Rosanne Mathot © XZAROBAS

La gaffe au petit coin

Où il est question de l’oreille de Van Gogh, de Tupperware, de toilettes en or et de Gaston Lagaffe.

– QUOI ENCORE ?

– Patronne, vous avez pensé à la livraison des toilettes ?

Si elle y avait pensé ? Et comment ! Quoi ? Mais elle en est où cette livraison ? Elle a été livrée. Bon. Et où ça ? Comment ça, en plein milieu de la salle ? ! Mais non, non et non !

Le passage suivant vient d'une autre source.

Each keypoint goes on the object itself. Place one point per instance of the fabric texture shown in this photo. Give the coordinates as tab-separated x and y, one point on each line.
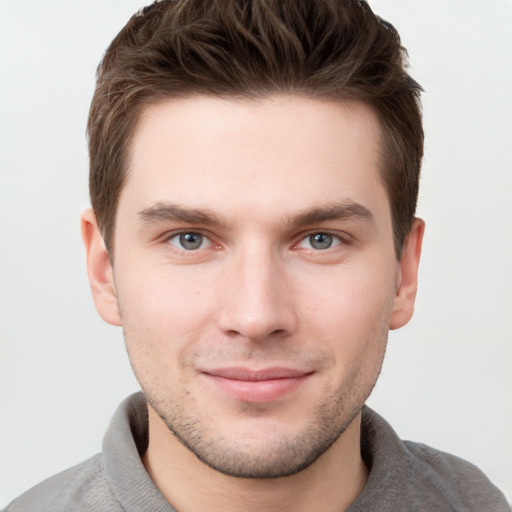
404	476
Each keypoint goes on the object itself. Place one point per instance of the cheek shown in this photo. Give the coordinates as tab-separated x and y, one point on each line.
163	318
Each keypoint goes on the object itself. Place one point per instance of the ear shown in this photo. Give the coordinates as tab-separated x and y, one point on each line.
99	270
408	276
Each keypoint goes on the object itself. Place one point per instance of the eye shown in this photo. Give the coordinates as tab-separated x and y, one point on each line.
189	241
320	241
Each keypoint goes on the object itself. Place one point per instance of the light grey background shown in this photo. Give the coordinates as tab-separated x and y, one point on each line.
447	380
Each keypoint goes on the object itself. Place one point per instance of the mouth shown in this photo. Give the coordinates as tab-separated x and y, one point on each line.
257	386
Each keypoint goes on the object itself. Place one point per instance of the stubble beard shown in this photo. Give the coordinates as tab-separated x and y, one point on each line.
278	457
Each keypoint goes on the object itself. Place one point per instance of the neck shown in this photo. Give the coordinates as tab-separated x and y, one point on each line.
331	483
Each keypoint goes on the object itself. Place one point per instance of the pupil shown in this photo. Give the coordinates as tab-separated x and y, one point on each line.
191	240
321	240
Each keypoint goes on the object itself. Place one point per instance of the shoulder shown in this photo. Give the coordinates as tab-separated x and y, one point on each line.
462	485
415	477
83	487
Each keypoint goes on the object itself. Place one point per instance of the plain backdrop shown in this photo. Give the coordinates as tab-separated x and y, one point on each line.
447	379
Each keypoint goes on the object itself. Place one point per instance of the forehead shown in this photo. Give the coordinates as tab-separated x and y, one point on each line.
279	154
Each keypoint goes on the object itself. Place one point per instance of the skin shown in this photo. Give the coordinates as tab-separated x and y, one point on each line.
252	183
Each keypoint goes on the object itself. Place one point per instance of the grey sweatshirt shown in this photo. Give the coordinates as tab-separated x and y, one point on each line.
404	476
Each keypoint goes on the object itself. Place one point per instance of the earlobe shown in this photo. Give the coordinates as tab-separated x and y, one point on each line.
99	270
406	291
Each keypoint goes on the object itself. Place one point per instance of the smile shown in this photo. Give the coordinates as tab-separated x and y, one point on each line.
264	385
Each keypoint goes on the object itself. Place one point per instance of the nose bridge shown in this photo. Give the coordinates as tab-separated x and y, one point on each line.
257	300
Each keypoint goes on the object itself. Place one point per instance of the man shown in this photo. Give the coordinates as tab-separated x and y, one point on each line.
254	175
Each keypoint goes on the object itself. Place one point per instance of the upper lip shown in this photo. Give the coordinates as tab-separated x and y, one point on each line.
237	373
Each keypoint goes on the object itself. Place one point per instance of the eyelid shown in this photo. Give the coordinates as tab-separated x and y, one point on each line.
342	237
169	235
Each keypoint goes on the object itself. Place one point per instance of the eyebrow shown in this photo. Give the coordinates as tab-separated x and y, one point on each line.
339	211
164	212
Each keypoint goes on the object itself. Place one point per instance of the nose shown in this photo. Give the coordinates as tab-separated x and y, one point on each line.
257	298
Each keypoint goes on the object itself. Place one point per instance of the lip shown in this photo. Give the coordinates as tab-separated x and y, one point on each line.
262	385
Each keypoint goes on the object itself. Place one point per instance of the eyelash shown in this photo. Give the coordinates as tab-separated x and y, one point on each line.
342	240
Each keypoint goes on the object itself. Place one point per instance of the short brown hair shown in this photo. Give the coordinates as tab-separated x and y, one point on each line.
331	49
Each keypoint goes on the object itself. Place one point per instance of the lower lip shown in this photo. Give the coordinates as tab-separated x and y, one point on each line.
257	391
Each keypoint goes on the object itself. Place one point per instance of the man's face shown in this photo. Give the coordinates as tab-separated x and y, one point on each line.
255	274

– On a installé le bazar doré dans le petit coin, vous savez… ?

La patronne savait.

– Ah, et autre chose : c’est curieux, tous les clients débarquent avec des Tupperware.

Le Fleuri, en sa qualité de chef de salle, avait aligné les boîtes sur le comptoir. C’était joli, cette guirlande en plastique de récipients colorés en mauve, rose et vert, serpentant sur le zinc. Installés au comptoir, il y avait deux hommes et une femme : un grand maigre dégingandé en pull vert et espadrilles, un petit trapu asiatique aviné, en tongs brésiliennes et une femme du genre sérieux, historienne peut-être, plongée par intermittence dans un livre sur Van Gogh. Tous les trois scrutaient les Tupperware, comme le joueur de boules vise le cochonnet (1) (2) et (3).

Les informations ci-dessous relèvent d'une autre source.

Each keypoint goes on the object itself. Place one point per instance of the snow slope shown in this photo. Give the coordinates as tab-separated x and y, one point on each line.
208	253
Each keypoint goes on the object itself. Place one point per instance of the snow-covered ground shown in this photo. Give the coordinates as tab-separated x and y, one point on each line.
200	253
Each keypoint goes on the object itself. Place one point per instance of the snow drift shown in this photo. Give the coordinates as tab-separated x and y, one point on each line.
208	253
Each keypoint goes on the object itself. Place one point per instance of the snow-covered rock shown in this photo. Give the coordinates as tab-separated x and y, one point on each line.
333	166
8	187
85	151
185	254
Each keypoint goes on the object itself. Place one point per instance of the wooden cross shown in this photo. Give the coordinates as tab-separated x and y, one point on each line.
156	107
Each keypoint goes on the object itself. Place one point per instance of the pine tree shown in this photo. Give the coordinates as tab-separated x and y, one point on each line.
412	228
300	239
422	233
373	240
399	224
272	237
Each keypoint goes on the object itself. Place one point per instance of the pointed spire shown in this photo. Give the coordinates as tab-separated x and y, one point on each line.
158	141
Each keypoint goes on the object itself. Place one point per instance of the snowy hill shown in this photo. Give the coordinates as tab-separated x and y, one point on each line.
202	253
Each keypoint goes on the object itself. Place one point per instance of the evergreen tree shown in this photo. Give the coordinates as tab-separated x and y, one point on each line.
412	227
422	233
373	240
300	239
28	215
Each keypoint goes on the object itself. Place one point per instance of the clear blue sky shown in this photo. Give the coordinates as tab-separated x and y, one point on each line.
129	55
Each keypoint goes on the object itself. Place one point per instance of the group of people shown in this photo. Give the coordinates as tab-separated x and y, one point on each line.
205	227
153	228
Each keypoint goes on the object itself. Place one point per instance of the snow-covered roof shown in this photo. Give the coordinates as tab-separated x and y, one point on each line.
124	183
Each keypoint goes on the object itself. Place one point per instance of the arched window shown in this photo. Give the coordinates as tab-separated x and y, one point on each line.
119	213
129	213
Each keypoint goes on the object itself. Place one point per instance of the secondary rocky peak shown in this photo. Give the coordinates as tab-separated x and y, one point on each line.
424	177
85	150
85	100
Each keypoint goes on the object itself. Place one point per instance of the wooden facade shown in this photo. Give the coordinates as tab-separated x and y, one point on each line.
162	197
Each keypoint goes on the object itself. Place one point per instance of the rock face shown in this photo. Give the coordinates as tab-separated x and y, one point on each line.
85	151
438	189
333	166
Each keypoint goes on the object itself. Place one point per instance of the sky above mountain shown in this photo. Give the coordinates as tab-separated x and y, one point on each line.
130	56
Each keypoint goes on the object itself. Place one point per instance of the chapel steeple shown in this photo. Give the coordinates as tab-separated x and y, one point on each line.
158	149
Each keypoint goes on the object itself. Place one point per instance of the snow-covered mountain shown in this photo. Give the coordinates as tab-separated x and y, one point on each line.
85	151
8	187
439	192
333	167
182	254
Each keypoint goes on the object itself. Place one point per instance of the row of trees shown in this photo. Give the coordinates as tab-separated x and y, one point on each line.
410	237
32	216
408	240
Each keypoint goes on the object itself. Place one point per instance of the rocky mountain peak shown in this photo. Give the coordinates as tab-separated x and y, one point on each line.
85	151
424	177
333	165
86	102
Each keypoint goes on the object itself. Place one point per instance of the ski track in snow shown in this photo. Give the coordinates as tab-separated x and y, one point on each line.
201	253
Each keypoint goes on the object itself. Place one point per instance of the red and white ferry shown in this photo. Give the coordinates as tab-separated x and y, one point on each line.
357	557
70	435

Armés de baguettes, façon resto chinois (allez savoir pourquoi), ils inspectaient le contenu des récipients. Les autres clients piétinaient à travers le café, autour des toilettes en or qui trônaient dans ledit petit coin (oui, au fond, à gauche ; oui, DANS la salle principale ; oui, on sait, c’est du grand n’importe quoi) (4).

Au-dessus de la cohue, le visage de la patronne brillait comme l’étoile des conquistadors. Ce n’était pas une femme. C’était une lumière. Une lumière qui prit une décision martiale :  » Et si tout le monde s’asseyait maintenant ?  » Remplissant d’office tous les verres, elle passait entre les tables. Un léger souffle accompagnait le tangage de ses hanches, comme si la fille rencontrait le creux d’une vague avec son ventre, avant de poser le pied dans une rainure de sable.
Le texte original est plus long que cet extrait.